The trouble is, I think guiltygirl gets smothered by closeness, so she is really going to have to let her self go with the flow on this one.


----------



## swedish (Mar 6, 2008)

Interesting, I know you have been closer to her posts than me who's just popped in and out so I saw it a little different...I feel smothered if I'm disconnected emotionally from my husband but he still wants sex (then it's a leave me alone feeling but also some guilt because I know that hurts him) but there is still this underlying feeling that any doting on me is geared at getting sex...but when we are openly talking and I'm feeling really close to him and loved he can do those same things (bring flowers, take out the garbage, watch the kids, give me a massage) and it's received entirely different...doesn't make me feel smothered at all.

I think just the open discussions will take a lot of the pressure and feelings of guilt away...hopefully this will be a new beginning...and guiltygirl, letting yourself go as MT says can really make you feel liberated and bring some inner peace


----------



## MarkTwain (Aug 1, 2008)

swedish-

My wife and I have discussed the whole candlelit dinner thing. Men often think it will buy them sex. My wife says, that for her, romance does not equal sex. If I want sex, I have to turn her on, by getting flirty or sexy. Or I can just ask. Sometimes after really hot sex, I do something romantic. She smiled when I offered to make her breakfast this morning. But when I realised that we did not have her favourite ingredients in the house, I said, if you can wait 10 minuets, I can get x,y,z. I got dressed and quickly bought them from the shop round the corner.

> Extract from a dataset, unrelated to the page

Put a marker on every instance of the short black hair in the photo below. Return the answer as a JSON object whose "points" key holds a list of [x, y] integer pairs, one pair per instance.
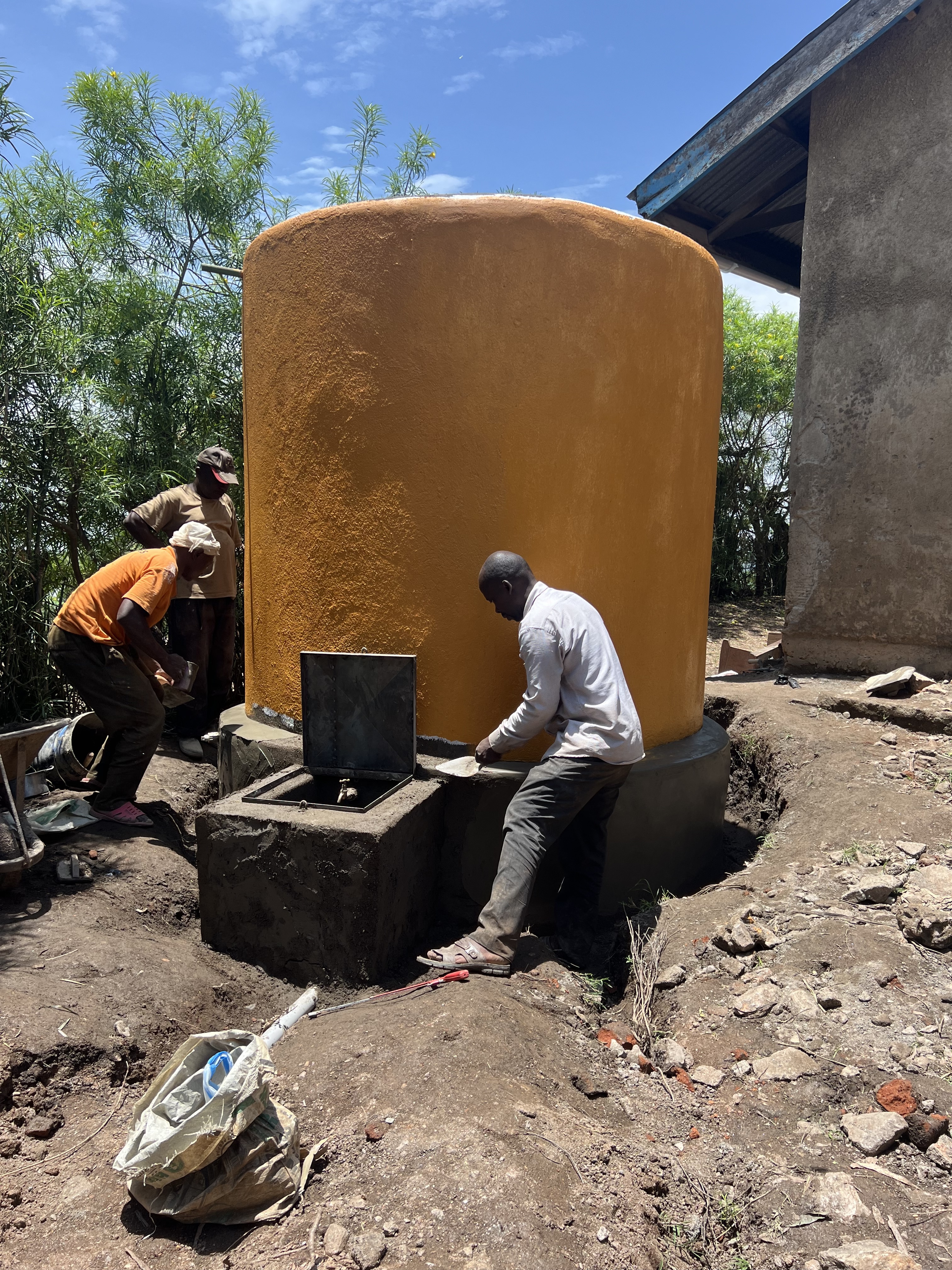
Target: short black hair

I can tell you, I was highly motivated this morning, due to what had just happened earlier on  And after breakfast, it got even wilder, but that's another story.


----------



## draconis (Oct 3, 2007)

Any new updates?

draconis


----------



## guiltygirl (Aug 8, 2008)

I was unable to get online yesterday because we are getting new carpet and had no network. So, I am quickly resonding with the last ten minutes of my lunch. You guys are great! Thanks for support and, most of all, thanks for making me smile and laugh. 

Quick synopsis: We had a really good weekend overall. We seemed to be really connected and I didn't feel repelled by him, so that's a good thing. I struggle still with the temptation of fantacizing about being oustide the marriage, but this is decreasing with each day. Now that the week has started, things have been stressful, with me starting back teaching, the kids starting school, and all of the remodeling. This week may be a rough week to continue what we started. When I get stressed or focused on something else, I tend to be more distant from him...not intentionally, of course, but my brain get overloaded with everything going on and I worry too much. I know our marriage is a priority, but I don't always make it a priority. I will have to work on that.

MT- Don't hold back. You really made me laugh. I agree with your advice about letting go, and I've been trying to implement that with my husband. I think it has definitely helped both of us. As far as how I write so freely...it's really the only way I know how. My emotions just flow through my fingers onto the keyboard as I write. Writing is really my favorite form of expression. I used to write poetry for my husband all the time and he loved it. I lost the inspiration along the way though.

Swedish- Everything you said explains exactly the way I feel. I can tell my husband is making an effort to take a different approach and it's definitely working for me. Thanks!

Draconis- Thanks for being so sincere and responsive. It has really helped me through this. I would guess that you are a very loyal and caring person just based on your responses. We need more people like you in this world. Thanks a bunch!

Gotta go...I'll keep you posted. I know we still have a ways to go.


----------



## draconis (Oct 3, 2007)

> Draconis- Thanks for being so sincere and responsive. It has really helped me through this. I would guess that you are a very loyal and caring person just based on your responses. We need more people like you in this world. Thanks a bunch!


Thank you for the kind words. I strive to be everything you say.


draconis


----------